Further note on "Cognitive Robotics"

In my previous post, I discussed the preliminaries of a definition of the term "cognitive robotics". There is a few further point I'd like to mention now, which I neglected before.

In the discussion, no mention was made of what sort of implementation the cognitive architecture should use - that is, the definition does specify symbolic rule-based systems or artificial neural networks, or some hybrid. My interpretation of this is that it is the functionality of the system which is important, and not the computational substrate. The current state of affairs seems to indicate that it is the neural network-like architectures which hold the most promise, but that does not necessarily mean (in my opinion) that other approaches are without merit (see this for an alternative point of view, and this for some follow up discussion).


Dave said...

I took an introduction to cognitive science course a year ago and it was mainly concerned with that difference between symbolist and connectionist accounts of intelligence and the histories of each. I definitely agree with you that cognitive science is (or should be) about exploring and understanding the function of intelligence, at all its levels, independent of implementation.

Paul said...

I agree.

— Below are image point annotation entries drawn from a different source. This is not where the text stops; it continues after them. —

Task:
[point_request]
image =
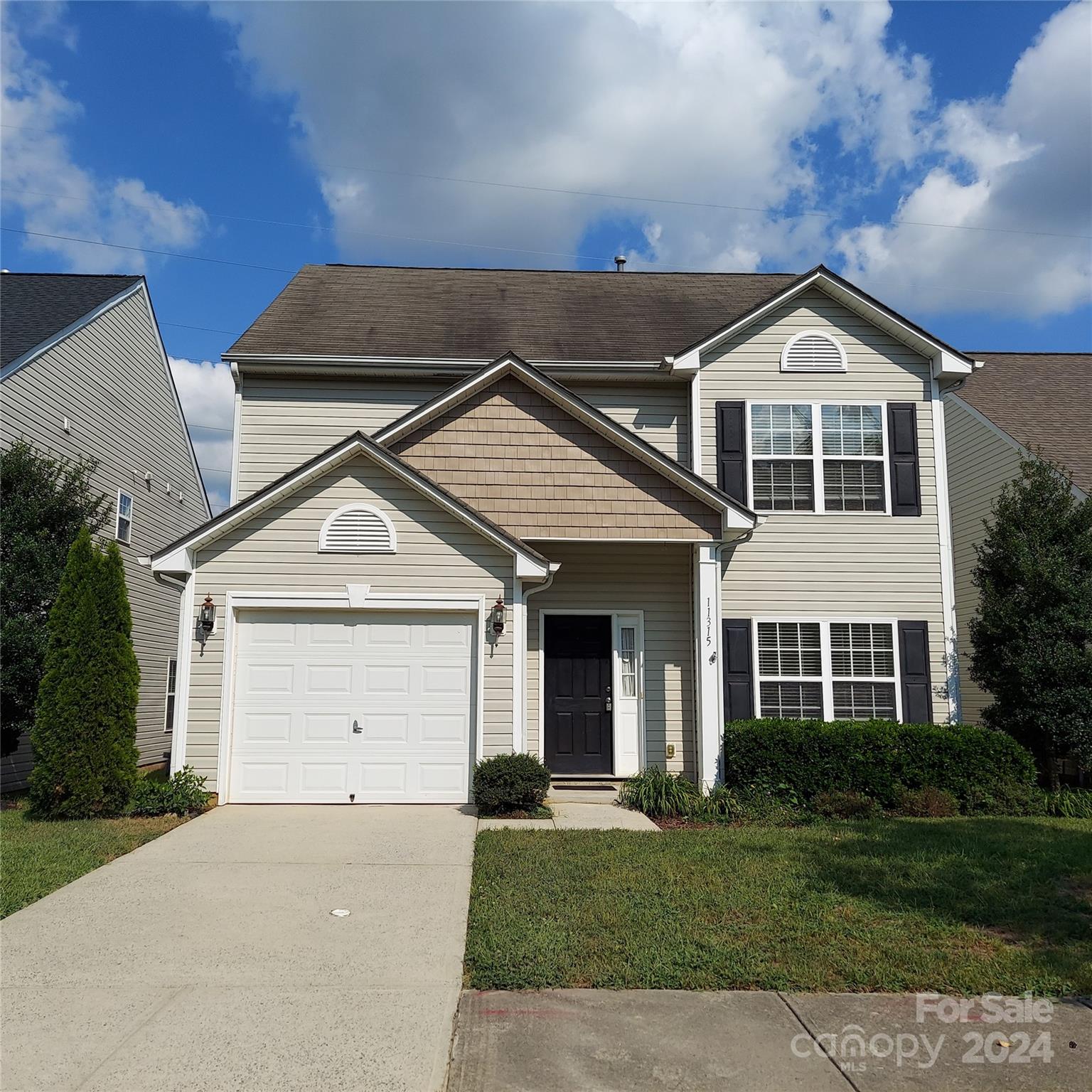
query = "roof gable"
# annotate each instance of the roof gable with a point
(536, 470)
(37, 307)
(178, 557)
(362, 313)
(1043, 401)
(733, 515)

The point is though that there is debate as to whether a particular implementation (e.g. symbolic, neural, hybrid) is necessary for cognitive functions - or whether it is sufficient to look at only the functionality of the system, and not worry so much about how you get there.

Thanks for your comment!

Deep said...

I have to disagree a littel bit... My point of view is that funtional description is not enougth to understand how a human brain works so it necesary to undestand how these functional behaviour EMERGES from well-known single neuron behavior.